Most of the cybersecurity attacks initiated against organisations start with an exploit or threat concealed in seemingly innocent business content arriving into the corporate network via the email or Web gateway. Virtually any piece of content, whether an Office document, PDF or image can be used or “weaponised” in this way. Whatever the vector and whatever the precise nature of the threat, time and again it is business content – documents, spreadsheets, presentations and images – that are used to conceal the attacker’s intent. These files are the essential lifeblood of any business, but they are easily modified by the criminal to contain threats that a detection-based defence has not previously “seen” before – so-called zero-day exploits.

In short, detection-based defences are now wholly inadequate in the face of increasingly sophisticated cybercriminals employing against commercial targets the kind of sophisticated zero-day exploits that were hitherto the province of nation-state intelligence entities.

 

Beyond Detection – Content Transformation

Fortunately, new ways of combatting this type of threat are emerging, and one of the most effective is called Content Threat Removal. Content Threat Removal doesn’t attempt to detect the presence of a threat in business content arriving at the gateway. Instead, it assumes that all content is potentially bad. Using a process called content transformation, it intercepts every document and image, extracts only the valid business information from it, discards the original data and creates a brand new, threat-free copy to deliver to the intended recipient. The content transformation process can’t be circumvented or evaded because it is not interested in trying to detect anything untoward that the bad guy has hidden in the content. It simply eliminates the risk, even when new forms of attack are devised.

 

Transform your Defence

The detection paradigm has been a cornerstone of the cybersecurity industry for the last 30 years. It was effective to a point. It was reassuring. It enabled the organisation to show the list of “bad stuff” that was blocked last week or month, although tellingly it couldn’t tell you what had got through your defence. Whether it ever really offered true protection is a moot point, but one thing is certain. It is now proving wholly ineffective in the face of ever more sophisticated zero-day threats concealed in business content.

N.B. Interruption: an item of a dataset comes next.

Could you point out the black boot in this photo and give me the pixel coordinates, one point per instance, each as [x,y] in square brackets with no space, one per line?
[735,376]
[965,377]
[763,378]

Transformation is the only viable way to ensure that threats are entirely removed from content because it assumes all data is unsafe. It doesn’t try to distinguish good from bad, so it cannot be evaded. We’re on the brink of a technological revolution. In the face of relentless and concerted cyber-attacks, organisations are being forced to re-evaluate every aspect of how they acquire, share and transact digitally. Defences based on the detection of known threats are insufficient. What’s needed is real protection and with an information extraction approach to Content Transformation that now becomes possible.